Diane Lowman with her crush, at Stratford-upon-Avon.

The experience exceeded even her lofty expectations.

“I pinched myself every day,” she reports. She lived in the beautiful West Midlands, surrounded by farms, sheep and swans. The Cotswolds were close.

It was not Disneyland. It was “Shakespeareland.”

The Institute’s professors were “Shakespeare’s brain trust,” Diane notes. Yet they were exceptionally accessible, caring and helpful.

Her flat was 2 blocks from the Church of the Holy Trinity, where the writer is buried. Diane visited often. “I would just sit and chat with him,” she says.

The Royal Shakespeare Company was half a mile away. She saw every play they produced.

Diane also volunteered at the Shakespeare Birthplace Trust. She had access to the full archives — including rare, barely seen materials.

She flipped through a 1623 folio of the playwright’s works — the first time they were compiled together. “I actually cried,” she says of that experience.

Diane Lowman held this rare Shakespeare folio.

Now — 13 months later — Diane has her master’s degree in Shakespeare. What does that mean for her life?

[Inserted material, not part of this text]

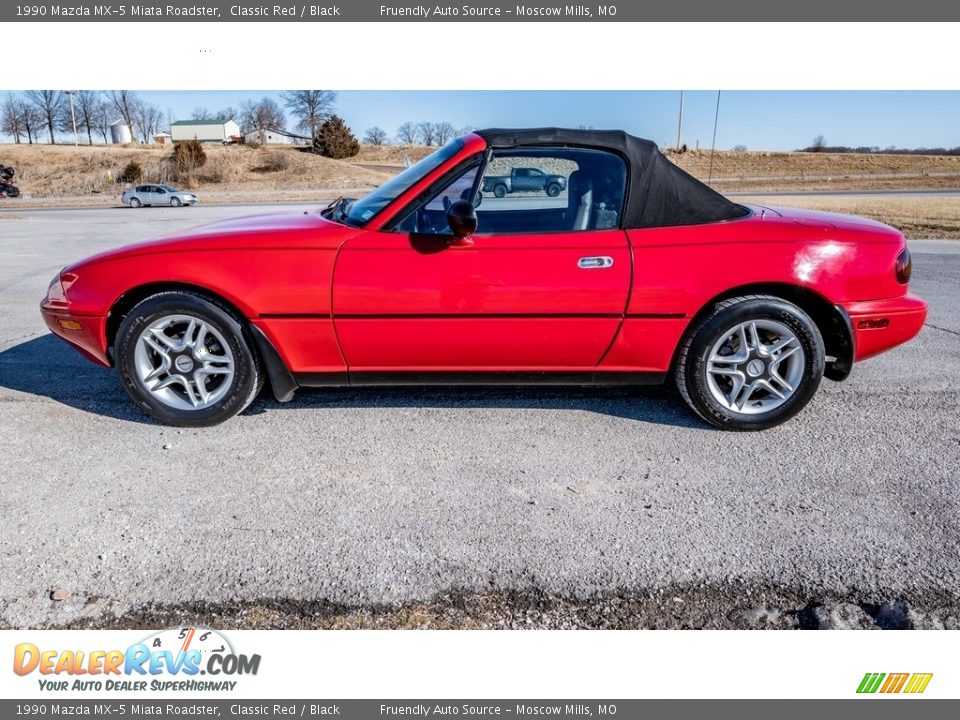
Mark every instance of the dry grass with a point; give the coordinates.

“That’s my big quandary: What do I want to do when I grow up?” Diane admits.

She has met with the creative director of Shakespeare on the Sound, and contacted Norwalk Community College about teaching a lifetime learners’ course. She’d also like to do a “Kids’ Introduction to Shakespeare” through the Westport Library.

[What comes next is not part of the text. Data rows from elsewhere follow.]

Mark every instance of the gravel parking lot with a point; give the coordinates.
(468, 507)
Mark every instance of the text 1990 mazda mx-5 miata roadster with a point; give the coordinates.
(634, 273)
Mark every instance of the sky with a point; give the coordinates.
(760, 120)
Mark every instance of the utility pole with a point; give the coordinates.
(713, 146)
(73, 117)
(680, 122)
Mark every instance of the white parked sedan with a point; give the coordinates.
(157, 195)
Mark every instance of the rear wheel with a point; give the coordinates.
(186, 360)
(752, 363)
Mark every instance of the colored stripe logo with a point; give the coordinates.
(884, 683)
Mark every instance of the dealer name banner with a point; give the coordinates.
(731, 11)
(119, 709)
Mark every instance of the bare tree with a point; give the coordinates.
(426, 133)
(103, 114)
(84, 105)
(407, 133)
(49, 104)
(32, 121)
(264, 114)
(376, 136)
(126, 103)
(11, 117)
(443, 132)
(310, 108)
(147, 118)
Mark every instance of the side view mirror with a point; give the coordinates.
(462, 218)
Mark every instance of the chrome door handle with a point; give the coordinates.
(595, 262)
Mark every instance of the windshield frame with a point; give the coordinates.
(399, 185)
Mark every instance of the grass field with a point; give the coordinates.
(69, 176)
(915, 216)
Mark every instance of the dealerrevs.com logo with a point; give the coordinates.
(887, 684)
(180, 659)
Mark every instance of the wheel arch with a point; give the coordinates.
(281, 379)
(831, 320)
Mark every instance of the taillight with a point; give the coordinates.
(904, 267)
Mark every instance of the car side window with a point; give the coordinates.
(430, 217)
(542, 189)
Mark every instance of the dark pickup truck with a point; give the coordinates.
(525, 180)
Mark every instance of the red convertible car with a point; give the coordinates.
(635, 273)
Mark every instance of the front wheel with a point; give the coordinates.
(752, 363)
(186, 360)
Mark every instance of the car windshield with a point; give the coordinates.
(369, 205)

The renowned author’s works “are really not daunting,” she claims. “I read Shakespeare to both boys starting around 2. They knew ‘Hamlet’ better than ‘Goodnight Moon.'”

As Diane Lowman starts to figure out her next steps, there’s one literary certainty. Her memoir, “Nothing But Blue,” has just been published.

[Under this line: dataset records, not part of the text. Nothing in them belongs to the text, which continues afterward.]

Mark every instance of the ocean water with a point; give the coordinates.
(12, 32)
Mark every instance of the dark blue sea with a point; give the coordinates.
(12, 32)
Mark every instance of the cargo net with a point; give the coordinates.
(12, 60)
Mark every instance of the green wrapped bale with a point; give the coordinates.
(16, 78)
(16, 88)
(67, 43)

It’s a trip back to the summer of 1979. Diane — a 19-year-old Middlebury College student — spent 10 weeks working on a German container ship, with a nearly all male crew.

She traveled from New York to Australia and New Zealand and back, through the Panama Canal.

The voyage changed her perspective on the world, and her place in it. She left as  a “subservient, malleable girl,” and returned as a confident, independent, resilient young woman.

That long-ago journey was not much different from her recent one.

“I went far from home, on what seemed like a crazy idea,” Diane says of both. “But ultimately my time was so enriching.”

Her time in England was “wonderful.” Her shipboard experience was “scary, lonely and weird.”

Ultimately though, Diane learned and grew from both.

All’s well that ends well.

 

7 responses to “Diane Lowman Masters Shakespeare

  1. Bravo Diane!

  2. Pam Barkentin

    Congratulations to Diane on her accomplishment!! She has been an inspiration to my children, Jackson and Katy, and I in many different ways since we first met her twenty years ago. Can’t wait to read her book and see her now that she’s back in Westport!

  3. What a beautiful and inspiring journey…I haven’t met Diane but feel touched by her story. Thanks for sharing and congratulations on your book!

  4. A wonderful story …Thank you for sharing!

  5. A wonderful story indeed. I am the Chair of Lifelong Learners in Fairfield at the Bigelow Center. We would like to invite Diane to teach a course for us. Please hava her call Pat Sabena at (203) 292-9680 or psabena@qual.com

  6. Katherine Bruan

    I want to take her Shakespeare class! Hope it happens!

  7. Great story. Thanks for sharing.